10/05/2012

The Fall Art Market


Kelly Crow of the Wall Street Journal takes a look at the $1 billion fall art art market encompassing sales in Hong Kong, London and New York.  She looks at five factors which may impact the outcome of the sales:

  1. The slowing Chinese economy
  2. European economic issues
  3. A new hot market
  4. Confidence from American collectors
  5. What is the best market sector, contemporary, Asian, jewelry, modern/impressionist, or old master.
She also takes a quick look into each of art market sectors.

The WSJ reports 

All of these sales should provide some welcome clarity for an art market that's been sending radically mixed signals lately. A string of strong sales last year pointed to a market largely recovered from recession. But some collectors—particularly in China—have grown circumspect in recent months, throwing art values into flux once again. In May, Sotheby's in New York got nearly $120 million for Edvard Munch's "The Scream"—the most ever paid for a work of art at auction—but the following month, the auction house didn't bring in that much from an entire sale of Impressionist and modern art in London, where nearly a third of the offerings went unsold.
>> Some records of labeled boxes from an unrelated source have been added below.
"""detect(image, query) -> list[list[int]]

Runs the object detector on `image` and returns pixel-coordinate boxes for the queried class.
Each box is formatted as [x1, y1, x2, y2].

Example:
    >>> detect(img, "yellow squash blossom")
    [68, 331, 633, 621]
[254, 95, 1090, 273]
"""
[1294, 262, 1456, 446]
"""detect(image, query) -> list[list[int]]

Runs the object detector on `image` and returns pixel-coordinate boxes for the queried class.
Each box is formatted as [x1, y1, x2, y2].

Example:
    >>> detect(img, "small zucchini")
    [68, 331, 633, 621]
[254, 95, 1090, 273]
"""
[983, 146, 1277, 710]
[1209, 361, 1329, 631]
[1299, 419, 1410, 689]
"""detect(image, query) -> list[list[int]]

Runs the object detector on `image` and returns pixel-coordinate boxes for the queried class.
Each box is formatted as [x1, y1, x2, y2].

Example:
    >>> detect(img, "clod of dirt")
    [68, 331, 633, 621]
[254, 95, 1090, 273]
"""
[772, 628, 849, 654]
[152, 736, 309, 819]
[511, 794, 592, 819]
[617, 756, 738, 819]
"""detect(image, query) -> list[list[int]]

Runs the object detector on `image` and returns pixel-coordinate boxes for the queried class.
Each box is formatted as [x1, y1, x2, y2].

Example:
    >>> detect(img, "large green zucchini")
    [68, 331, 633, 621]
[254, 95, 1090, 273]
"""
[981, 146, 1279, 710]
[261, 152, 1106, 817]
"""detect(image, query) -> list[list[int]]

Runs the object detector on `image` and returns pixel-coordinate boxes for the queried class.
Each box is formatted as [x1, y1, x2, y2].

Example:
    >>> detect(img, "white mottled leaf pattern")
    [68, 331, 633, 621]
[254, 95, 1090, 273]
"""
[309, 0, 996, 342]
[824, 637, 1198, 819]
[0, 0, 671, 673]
The alchemy of what's selling, or not, can swing wildly in any given season depending on what turns up in the marketplace, but dealers say the overriding dynamic now is one of polarization. Collectors remain eager to splurge on masterpieces, but they're turning their noses up at anything that appears second-tier. That's creating a top-heavy atmosphere that feels heady yet unstable—especially since the majority of artworks trade below the million-dollar mark, dealers say.

Major Miami collector Douglas Cramer thinks the time is ripe to offer up $25 million worth of his contemporary art at Christie's in November, but he still has plenty of burning questions about the overall market's trajectory. "You never know, from one banking crisis to another, what kind of impact it'll have on art prices," Mr. Cramer said. "I just took a deep breath."